Professors share insights on how students can network with instructors

June 26, 2012

UNIVERSITY PARK, Pa. – Students often wonder how to best connect and communicate with instructors and professors throughout their college years. There are always questions: Where do I sit in class? What methods of communication should I use? Should I go to office hours? How can I stand out and make a good impression? The questions can be endless and the answers unclear.

Three Penn State faculty members offered helpful tips into the “dos” and “don’ts” for the practice of student-professor networking.

Q: What initiatives do you like to see students take at the beginning of a course or throughout the semester?

“Regardless of the size of the class, I like students to participate and introduce themselves,” said Steve Manuel, a senior lecturer in advertising/public relations in the College of Communications. “Tell me something about you, because it helps me remember you. I also like students to suggest activities other than those contained in the curriculum. I like trying new things, and students quite often come up with something I hadn't thought of.”

“I like to see students sitting towards the front of the class,” said Maggie Slattery, an associate professor of bioengineering in the College of Engineering. “I am more likely to recognize and remember the people I see when I’m lecturing.”

Q: What are some of the ways you find best help you to become better connected with an individual student?

“Office hours are a great way for me to get to know students,” said Sam Richards, a senior lecturer in sociology in the College of the Liberal Arts. “Talking about anything other than grades is fine during office hours, at least for me. I think students can get a lot of great advice from professors about a wide range of issues. We are a resource that is very much underutilized.”

Q: What do you believe is the most beneficial way for a student to communicate with you throughout the semester?

“I encourage students to talk to me whenever they have a problem,” Slattery said. “It takes a lot for a student to come to me too often. Email is one of the best ways to start. If it’s too difficult to talk about via email, I will direct them where to go -- make an appointment, for example.”
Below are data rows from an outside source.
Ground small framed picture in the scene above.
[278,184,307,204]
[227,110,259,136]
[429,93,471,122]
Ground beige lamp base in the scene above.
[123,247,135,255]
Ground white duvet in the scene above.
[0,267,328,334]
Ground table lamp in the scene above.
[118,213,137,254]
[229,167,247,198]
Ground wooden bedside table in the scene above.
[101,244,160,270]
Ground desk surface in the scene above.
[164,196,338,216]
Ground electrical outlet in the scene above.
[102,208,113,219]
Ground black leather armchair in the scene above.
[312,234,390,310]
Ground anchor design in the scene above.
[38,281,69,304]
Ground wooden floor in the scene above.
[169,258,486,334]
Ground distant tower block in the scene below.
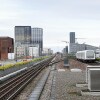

Q: What are some of the biggest difficulties you face as a professor when it comes to dealing with students?

“Keep parents out of it,” said Richards. “Most of us are very willing to address issues when we need to do so. But parents getting involved when it's not necessary is a turn-off. Having said that, I've received some wonderful emails from parents asking questions about my class. In fact, I love meeting parents, but not when they are contesting a grade or random issue on behalf of their child.”

Q: How do you feel students can further their experience and knowledge of your course beyond the scheduled class times each week?

“I have students all the time who see a news story in the paper, online or on television news that they notify me about from a PR perspective and inquire about what I would have done,” Manuel said. “Those are the students who I believe will do well in the future. Those are the students I want working for me.”

Q: At what point do you think it is appropriate for a student to ask you for a letter of recommendation? Can you provide ideas for students to consider before they approach a professor with such a request?

“Students need to realize that generic recommendation letters from a professor who doesn't know them are generally a bad idea and not useful,” said Richards. “With large general education classes and the limited opportunities to get to know professors, it can be a challenge to find letter writers. So, think ahead.”

“I give my freshmen handouts on this topic because I believe it’s very important,” added Slattery. “Think about, ‘Can this person say something interesting about me?’ Ask yourself if the professor or instructor knows you well enough that they could comment on you positively.”

Q: What are some examples of inappropriate student behavior that you advise other students to avoid?

“Inappropriate student behavior can range from the way one dresses for a meeting to using a cell phone in any way while speaking to me,” said Manuel. “If you check your texts while we meet, the meeting is over. I also think it's inappropriate to tell a professor you will do anything for a better grade.”

Q: What advice would you provide to students when it comes to the “dos” and “don’ts” of connecting and communicating with their professors?

“Treat your experience professionally,” Slattery said. “Use your best judgment when handling situations and be intuitive when it comes to communicating with your professors and instructors.”

“Don't be nervous with professors,” Richards added. “The more you can be yourself in their presence, the better it is for you and for us.”